Rishi Sunak faces a showdown with MPs over his Rwanda Bill when it returns to the Commons next week, with around 30 MPs prepared to back amendments aimed at toughening up the legislation.

Commons Leader Penny Mordaunt on Tuesday announced the Safety of Rwanda (Asylum and Immigration) Bill’s committee stage will take place on January 16 and 17.

The Prime Minister is under pressure from both sides of his party over the legislation, which is aimed at overcoming the Supreme Court’s objections to the stalled plan to deport some migrants to the African country.

Those on the right want the controversial legislation to be tightened, while more centrist Tories have threatened to oppose the Bill if it risks breaching international law.

Leading right-wing Tories, led by former immigration minister Robert Jenrick, have tabled amendments designed to tackle last-minute injunctions by the European Court of Human Rights and tighten the grounds on which illegal migrants can bring individual claims.

Writing in the Telegraph, right-wingers Danny Kruger and Miriam Cates said that the amendments were “proportionate, consistent with our international obligations, and have respectable legal arguments behind them”.
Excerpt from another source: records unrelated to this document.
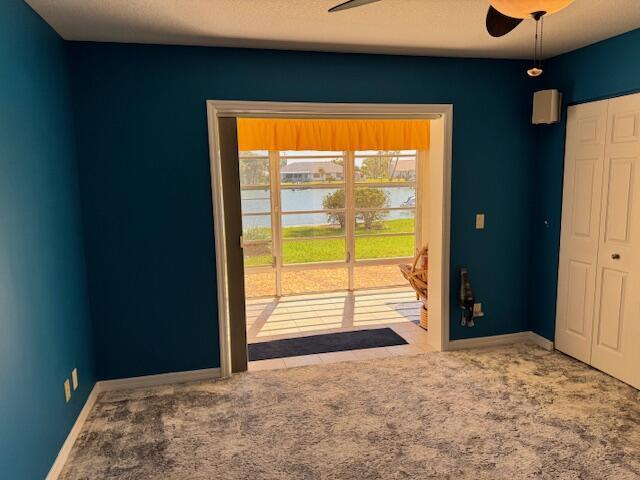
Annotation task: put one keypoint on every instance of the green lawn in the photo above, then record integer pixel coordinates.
(332, 249)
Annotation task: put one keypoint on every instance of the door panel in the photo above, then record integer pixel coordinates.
(616, 348)
(586, 133)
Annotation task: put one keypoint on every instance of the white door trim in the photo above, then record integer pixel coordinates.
(438, 254)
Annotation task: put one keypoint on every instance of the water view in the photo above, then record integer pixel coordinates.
(258, 201)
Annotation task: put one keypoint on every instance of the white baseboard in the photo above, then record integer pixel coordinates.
(121, 384)
(520, 337)
(61, 459)
(541, 341)
(157, 380)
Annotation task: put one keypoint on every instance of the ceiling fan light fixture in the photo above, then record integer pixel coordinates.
(525, 8)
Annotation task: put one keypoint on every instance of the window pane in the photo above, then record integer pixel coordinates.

“As with the rest of the Bill, and the Rwanda plan in general, they are tough – because they need to be.”

Mr Sunak has said he would welcome “bright ideas” on how to improve the Bill, but has previously insisted it strikes the right balance with only an “inch” between his rescue plan and more radical measures that would risk Kigali pulling out of the scheme.

The legislation seeks to enable Parliament to deem Rwanda “safe” generally but makes limited allowances for personal claims against being sent to the east African nation under a clause disliked by Conservative hardliners.

Centrist former deputy prime minister Damian Green said the Prime Minister had assured him the Bill would not be strengthened.

“The Prime Minister’s looked me in the eye and said that he doesn’t want to go any further” and potentially break international law by ignoring its human rights obligations, he told the New Statesman.

Mr Sunak won a key Commons vote on his emergency draft law in December despite speculation about a major rebellion by Tory MPs.

But it faces further dissent during the upcoming parliamentary stages and heavy scrutiny in the Lords.

Meanwhile, Labour was defeated in its bid to force the Government to release documents relating to the scheme.

The Opposition motion asked for any documents that show the cost of relocating each individual asylum seeker to Rwanda as well as a list of all payments made or scheduled to be made to Rwanda’s government.

It also asked for the Government’s internal breakdown of the more than 35,000 asylum decisions made last year and an unredacted copy of the confidential memorandum of understanding ministers reached with the East African country.

But MPs voted 304 to 228, majority 76, to reject the proposal.